O triângulo das portas de Heitor (Lisboa, Plátano, 2010)

Redes

 

Heitor Lourenço oferece-nos em O triângulo das portas, uma história fantástica que tem como protagonistas um adulto e duas crianças, tio e sobrinhos. A história decorria já como uma brincadeira das crianças - na perspetiva do adulto. A entrada deste é feita quase como um ritual de iniciação, sem o qual não poderia desempenhar o seu papel na história. Um dos elementos estruturantes da narrativa é precisamente a oposição entre a seriedade dos adultos e a fantasia infantil que comentarei mais à frente.

No resto de pinhal que havia perto da casa dos seus pais, os sobrinhos do narrador engendram uma história feita de elementos conhecidos. Por exemplo, o Reino do Meio lembra-nos a Terra Média do Senhor dos anéis de Tolkien, o modo de acesso a esse mundo fantasioso e os papéis desempenhados pelas crianças - rei e princesa - remetem-nos para As crónicas de Nárnia de C. S. Lewis.
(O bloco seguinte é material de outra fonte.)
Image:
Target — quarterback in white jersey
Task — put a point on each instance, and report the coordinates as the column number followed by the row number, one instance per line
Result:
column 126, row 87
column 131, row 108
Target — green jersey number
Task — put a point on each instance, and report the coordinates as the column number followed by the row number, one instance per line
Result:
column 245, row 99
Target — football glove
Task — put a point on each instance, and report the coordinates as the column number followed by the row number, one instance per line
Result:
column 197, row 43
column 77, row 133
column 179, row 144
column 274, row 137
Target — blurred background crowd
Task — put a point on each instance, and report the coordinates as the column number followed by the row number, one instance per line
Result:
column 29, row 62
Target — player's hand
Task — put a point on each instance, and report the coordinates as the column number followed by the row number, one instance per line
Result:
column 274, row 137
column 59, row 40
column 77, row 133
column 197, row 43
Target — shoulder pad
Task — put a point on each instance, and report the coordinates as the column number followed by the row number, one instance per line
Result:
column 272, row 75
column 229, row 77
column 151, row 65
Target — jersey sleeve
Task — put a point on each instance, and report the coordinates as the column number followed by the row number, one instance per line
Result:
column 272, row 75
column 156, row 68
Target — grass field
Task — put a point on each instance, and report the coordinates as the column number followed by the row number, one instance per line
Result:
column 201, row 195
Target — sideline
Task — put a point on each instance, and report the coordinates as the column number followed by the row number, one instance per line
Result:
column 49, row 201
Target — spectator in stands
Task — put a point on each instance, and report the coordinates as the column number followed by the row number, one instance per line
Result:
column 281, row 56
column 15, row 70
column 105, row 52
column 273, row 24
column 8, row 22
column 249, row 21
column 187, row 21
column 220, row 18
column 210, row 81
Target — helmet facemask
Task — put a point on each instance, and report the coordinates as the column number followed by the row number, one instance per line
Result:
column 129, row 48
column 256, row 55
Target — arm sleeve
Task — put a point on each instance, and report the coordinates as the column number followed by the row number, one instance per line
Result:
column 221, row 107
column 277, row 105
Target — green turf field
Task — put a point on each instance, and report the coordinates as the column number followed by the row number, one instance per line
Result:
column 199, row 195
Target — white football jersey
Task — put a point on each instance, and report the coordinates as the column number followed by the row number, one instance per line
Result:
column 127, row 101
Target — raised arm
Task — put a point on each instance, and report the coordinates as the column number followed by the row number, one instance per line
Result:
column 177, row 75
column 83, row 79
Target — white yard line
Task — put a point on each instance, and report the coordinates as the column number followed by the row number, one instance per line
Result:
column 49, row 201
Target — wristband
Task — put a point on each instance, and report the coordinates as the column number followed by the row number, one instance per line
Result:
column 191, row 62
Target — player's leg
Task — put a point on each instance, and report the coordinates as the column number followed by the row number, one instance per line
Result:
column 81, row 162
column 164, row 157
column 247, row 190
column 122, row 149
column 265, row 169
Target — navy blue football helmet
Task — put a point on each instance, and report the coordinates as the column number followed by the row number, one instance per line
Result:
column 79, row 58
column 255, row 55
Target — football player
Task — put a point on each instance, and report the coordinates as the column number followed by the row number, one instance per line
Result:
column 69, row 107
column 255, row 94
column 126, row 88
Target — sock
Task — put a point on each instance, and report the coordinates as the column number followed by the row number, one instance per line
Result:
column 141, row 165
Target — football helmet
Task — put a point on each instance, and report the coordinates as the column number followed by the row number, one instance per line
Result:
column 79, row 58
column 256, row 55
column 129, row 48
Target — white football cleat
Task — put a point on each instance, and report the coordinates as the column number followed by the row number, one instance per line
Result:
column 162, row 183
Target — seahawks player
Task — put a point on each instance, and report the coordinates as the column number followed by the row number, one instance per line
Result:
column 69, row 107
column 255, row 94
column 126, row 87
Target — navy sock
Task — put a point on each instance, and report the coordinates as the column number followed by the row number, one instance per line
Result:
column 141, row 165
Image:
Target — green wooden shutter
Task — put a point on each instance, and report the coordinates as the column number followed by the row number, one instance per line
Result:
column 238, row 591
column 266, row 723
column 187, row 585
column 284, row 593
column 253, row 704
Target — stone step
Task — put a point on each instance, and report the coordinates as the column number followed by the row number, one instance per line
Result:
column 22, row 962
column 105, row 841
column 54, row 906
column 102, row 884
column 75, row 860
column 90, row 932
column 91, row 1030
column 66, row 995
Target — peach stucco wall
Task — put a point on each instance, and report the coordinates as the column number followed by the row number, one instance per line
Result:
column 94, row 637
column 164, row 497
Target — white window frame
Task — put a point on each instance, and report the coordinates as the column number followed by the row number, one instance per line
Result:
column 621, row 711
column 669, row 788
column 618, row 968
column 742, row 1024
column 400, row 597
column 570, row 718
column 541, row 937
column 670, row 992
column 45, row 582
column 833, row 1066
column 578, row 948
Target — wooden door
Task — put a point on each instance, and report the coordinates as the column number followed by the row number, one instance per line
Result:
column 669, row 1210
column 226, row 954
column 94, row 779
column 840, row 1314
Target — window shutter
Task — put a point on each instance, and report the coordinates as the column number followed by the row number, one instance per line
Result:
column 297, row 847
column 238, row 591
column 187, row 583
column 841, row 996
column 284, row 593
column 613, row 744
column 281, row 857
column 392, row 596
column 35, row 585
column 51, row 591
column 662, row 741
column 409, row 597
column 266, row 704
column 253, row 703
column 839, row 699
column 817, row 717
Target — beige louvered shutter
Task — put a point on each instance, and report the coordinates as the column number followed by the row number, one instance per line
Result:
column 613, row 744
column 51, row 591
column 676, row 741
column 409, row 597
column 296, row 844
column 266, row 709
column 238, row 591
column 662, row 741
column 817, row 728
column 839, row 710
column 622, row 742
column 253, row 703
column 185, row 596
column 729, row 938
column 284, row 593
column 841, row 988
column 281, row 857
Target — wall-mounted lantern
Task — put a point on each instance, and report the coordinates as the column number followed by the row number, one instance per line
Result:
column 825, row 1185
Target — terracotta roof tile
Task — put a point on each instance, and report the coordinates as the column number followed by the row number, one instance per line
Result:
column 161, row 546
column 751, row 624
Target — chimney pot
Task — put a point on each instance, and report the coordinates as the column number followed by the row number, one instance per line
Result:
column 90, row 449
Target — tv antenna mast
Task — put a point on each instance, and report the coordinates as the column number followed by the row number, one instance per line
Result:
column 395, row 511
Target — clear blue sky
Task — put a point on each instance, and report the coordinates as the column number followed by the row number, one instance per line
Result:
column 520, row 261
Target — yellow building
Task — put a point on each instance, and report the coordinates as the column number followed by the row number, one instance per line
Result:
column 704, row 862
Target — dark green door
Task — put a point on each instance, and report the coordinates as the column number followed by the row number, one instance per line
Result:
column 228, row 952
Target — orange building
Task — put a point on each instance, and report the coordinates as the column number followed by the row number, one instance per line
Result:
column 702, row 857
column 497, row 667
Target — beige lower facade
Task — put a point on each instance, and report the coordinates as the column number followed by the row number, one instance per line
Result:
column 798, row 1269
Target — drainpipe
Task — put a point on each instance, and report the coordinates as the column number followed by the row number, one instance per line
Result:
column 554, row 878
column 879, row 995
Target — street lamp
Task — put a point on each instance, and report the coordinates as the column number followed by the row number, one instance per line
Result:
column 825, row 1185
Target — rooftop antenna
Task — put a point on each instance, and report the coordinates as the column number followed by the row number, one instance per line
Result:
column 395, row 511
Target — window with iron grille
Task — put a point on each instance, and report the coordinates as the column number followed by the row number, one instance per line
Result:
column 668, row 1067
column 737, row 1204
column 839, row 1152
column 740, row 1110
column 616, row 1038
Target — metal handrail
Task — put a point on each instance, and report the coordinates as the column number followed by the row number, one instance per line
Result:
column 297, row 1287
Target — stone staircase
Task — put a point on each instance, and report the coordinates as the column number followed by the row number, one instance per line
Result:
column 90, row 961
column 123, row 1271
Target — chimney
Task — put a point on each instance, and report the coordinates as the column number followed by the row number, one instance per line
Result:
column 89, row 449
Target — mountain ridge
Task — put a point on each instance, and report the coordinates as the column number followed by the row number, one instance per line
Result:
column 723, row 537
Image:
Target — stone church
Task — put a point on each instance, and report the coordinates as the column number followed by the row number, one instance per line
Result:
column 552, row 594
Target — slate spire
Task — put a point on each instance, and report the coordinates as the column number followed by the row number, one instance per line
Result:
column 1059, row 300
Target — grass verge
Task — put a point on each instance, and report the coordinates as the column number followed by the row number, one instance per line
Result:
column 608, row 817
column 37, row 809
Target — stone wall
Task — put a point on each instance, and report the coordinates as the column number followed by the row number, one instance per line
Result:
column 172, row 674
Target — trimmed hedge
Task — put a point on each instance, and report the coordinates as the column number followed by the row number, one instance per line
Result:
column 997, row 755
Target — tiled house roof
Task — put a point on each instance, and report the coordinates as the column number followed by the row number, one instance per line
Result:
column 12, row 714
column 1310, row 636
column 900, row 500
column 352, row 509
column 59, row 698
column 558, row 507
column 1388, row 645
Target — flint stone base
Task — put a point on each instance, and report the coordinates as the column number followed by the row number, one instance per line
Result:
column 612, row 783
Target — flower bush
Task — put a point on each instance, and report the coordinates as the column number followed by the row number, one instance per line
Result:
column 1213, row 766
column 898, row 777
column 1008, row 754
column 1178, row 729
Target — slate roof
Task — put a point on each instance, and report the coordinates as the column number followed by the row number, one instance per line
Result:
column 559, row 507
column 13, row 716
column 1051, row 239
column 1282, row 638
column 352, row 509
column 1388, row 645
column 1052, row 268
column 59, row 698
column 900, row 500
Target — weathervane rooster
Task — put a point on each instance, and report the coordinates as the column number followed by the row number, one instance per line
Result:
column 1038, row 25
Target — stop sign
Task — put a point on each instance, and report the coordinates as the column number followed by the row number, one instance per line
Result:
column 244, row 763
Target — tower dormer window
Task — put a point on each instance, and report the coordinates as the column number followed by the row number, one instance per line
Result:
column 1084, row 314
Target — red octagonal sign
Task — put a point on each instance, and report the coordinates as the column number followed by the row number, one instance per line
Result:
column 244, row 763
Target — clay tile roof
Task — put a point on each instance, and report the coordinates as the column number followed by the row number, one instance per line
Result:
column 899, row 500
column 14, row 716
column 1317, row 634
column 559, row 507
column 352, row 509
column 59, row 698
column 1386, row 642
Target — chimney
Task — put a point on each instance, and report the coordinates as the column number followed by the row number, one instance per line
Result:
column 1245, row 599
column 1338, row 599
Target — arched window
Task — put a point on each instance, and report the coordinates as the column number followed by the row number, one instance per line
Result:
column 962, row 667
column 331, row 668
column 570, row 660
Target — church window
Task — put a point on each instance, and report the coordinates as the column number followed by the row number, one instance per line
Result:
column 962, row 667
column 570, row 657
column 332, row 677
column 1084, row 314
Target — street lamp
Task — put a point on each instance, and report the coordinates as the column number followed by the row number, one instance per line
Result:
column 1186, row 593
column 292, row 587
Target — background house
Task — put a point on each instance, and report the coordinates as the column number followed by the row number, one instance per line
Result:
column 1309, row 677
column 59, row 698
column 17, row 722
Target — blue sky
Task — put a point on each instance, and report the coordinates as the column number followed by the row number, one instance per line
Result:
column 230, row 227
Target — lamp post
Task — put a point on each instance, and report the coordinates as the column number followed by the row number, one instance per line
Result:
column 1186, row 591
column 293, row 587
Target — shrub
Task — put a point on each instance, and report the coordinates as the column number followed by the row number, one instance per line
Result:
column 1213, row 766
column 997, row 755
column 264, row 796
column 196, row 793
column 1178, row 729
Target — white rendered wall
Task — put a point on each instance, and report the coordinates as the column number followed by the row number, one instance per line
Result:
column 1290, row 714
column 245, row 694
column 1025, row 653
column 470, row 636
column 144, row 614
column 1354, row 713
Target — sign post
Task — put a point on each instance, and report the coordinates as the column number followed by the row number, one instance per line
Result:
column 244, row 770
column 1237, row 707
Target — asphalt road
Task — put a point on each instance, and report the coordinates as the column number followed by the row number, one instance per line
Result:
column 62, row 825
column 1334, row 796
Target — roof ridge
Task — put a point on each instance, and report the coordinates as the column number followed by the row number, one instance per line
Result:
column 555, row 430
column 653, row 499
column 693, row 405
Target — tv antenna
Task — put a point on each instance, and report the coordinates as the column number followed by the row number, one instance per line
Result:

Se neste, tal como no Quebra-Nozes de Hoffmann, o dispositivo de entrada é um guarda-fatos, aqui falta alguma clareza a esse respeito.

A história começa com indícios, isto é acontecimentos estranhos para o narrador, que, depois são interpretados como elementos que serviram para o introduzir no enredo. Uma ameaça da câmara municipal à sobrevivência do pinhal ficou a pairar sem resposta na história fantasiosa. Se algum paralelismo entre real e fantasia se anunciava ao leitor, o decorrer ignorou-o.

O Reino do Meio é ameaçado pelo Senhor dos Mortos. A natureza desta ameaça não é clara. A destruição pura e simples? A perversão do modo de vida do Reino do Meio? De que maneira? É verdade que na literatura fantástica é comum haver o perigo do mal destruir o mundo. A figuração dessa ameaça aparece na História Interminável de Michael Ende sob a forma do Nada, no Senhor dos Anéis é a perversão total da natureza, com a degradação das suas criaturas destruídas por seres monstruosos às ordens de Sauron, o senhor do mal, no Harry Potter é o triunfo da magia negra de Voldemort, em Nárnia é a dama branca do gelo e da neve que vem do conto da “rainha das neves” de Andersen para destruir a vida dos narnianos.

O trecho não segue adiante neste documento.